Law needed to regulate Thai investors’ abuses abroad: Thai, Myanmar groups
The Nation 27 February 2017 | PRATCH RUJIVANAROM
DAWEI, MYANMAR -- COMMUNITY groups in Thailand and Myanmar have urged protection of human rights and prevention of environmental impacts – after Thai entrepreneurs were reported to have carried out abusive and environmentally damaging acts in neighbouring countries.
Some 27 Thai non-government groups and the Dawei Development Association (DDA), a communal rights group in Myanmar, issued statements yesterday urging the Thai and Myanmar governments, plus Thai companies to follow the United Nations Guiding Principles on Business and Human Rights and international rights treaties.
The groups said rising investment by Thai companies in neighbouring states such as Laos, Myanmar and Cambodia had stirred growing concerns over a lack of accountability in regard to human rights and environmental impacts.
The organisations urged the Thai government to follow recommendations of a Cabinet resolution from May 16 last year, which established mechanisms to try to ensure that the private sector respects the fundamental rights of local communities.
“We call on the Thai government to comply with recommendations and set up such a mechanism, together with other measures to ensure full adherence to the three pillars of the [UN] guiding principles, and obligations of the government and Thai state agencies to protect and respect human rights and remedy human rights abuses in trans-boundary investment,” the statement read.
Many Thai investors have caused social and environmental damage to local areas, the statement read – at the Dawei Special Economic Zone in Myanmar; the Xayaburi Dam and the Hongsa coal-fired power plant in Laos; and sugar plantations in Koh Kong and Oddar Meanchey in Cambodia.

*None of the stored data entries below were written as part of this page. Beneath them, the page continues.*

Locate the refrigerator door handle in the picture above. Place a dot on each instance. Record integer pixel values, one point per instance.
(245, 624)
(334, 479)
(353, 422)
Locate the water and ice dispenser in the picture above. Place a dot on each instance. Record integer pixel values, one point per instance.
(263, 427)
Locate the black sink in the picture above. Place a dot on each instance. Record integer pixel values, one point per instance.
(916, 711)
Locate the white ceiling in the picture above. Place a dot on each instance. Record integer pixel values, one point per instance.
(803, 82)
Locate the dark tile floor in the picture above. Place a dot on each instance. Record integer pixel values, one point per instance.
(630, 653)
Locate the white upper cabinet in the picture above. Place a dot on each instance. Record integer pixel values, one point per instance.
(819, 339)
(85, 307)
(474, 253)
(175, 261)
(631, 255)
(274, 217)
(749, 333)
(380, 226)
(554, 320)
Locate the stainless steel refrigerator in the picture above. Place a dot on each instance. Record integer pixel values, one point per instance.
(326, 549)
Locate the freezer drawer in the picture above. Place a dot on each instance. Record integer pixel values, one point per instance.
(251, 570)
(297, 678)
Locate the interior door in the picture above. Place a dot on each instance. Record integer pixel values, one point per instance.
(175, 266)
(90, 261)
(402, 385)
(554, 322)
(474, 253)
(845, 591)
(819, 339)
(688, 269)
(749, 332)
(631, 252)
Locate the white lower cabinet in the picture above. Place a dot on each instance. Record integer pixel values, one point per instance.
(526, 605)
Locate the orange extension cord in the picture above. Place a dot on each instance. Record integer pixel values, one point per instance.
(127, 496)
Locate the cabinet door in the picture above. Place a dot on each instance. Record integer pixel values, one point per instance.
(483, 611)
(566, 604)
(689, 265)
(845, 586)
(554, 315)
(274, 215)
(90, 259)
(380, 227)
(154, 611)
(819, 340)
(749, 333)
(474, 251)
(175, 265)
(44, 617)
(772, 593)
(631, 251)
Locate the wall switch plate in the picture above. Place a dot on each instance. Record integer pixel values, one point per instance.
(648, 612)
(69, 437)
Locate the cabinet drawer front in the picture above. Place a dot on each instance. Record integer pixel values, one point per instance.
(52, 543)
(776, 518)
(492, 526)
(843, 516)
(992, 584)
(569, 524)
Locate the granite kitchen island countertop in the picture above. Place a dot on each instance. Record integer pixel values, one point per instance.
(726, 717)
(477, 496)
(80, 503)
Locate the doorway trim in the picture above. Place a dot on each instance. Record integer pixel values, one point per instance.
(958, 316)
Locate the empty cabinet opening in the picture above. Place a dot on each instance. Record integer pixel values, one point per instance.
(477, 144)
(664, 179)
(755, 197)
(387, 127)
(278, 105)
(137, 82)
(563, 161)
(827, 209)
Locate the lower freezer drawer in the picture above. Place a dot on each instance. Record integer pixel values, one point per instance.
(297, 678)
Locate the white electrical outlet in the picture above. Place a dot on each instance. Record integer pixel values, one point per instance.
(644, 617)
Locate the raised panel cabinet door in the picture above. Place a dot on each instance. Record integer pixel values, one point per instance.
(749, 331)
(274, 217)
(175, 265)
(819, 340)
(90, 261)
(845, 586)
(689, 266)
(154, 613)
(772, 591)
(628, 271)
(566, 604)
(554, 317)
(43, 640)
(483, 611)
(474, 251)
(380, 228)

The Dawei network also issued a statement echoing similar sentiments and urging the Myanmar government to ensure that foreign companies follow Myanmar’s environmental laws and include public participation at every stage of projects.
Thant Zin, head of the DDA, said at least nine development projects with Thai investors had created serious consequences for local communities in Dawei district in Tanintharyi region.

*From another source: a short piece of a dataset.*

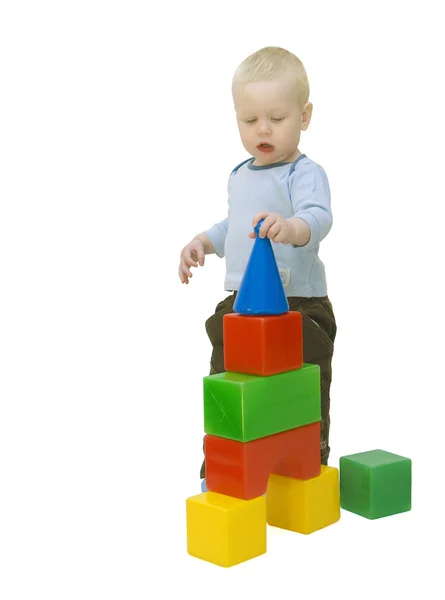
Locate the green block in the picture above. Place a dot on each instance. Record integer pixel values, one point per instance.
(375, 484)
(247, 407)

“After implementing a market economy system in Myanmar, foreign investment has been increasing rapidly, as the government believes that it will lead to social and economic development,” Thant Zin said.
“However, these development projects instead lead to land-loss problems, impacts on livelihoods and environmental problems for the local people in the areas near these development projects.”

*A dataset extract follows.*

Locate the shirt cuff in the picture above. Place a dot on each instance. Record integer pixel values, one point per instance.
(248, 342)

He said companies had to take responsibility for problems they caused, adding that both the Thai and Myanmar governments had to establish laws and regulations to control investors.
Thai National Human Rights Commissioner Tuenjai Deetes said she agreed with the suggestions to control investors through legislation.
“Thailand has committed to the United Nations Guiding Principles on Business and Human Rights, which obligates enterprises to respect human rights and prevent environmental damage in areas in which they operate,” Tuenjai said.
She said the Thai National Human Rights Commission had investigated cases involving Thai companies that had allegedly conducted improper operations in Dawei and violated the human rights of local people, as well as causing environmental problems related to the Heinda tin mine and a land dispute at the Dawei Special Economic Zone.
“We will conduct reports and seek solutions from relevant agencies and Thai companies on these issues soon,” she said.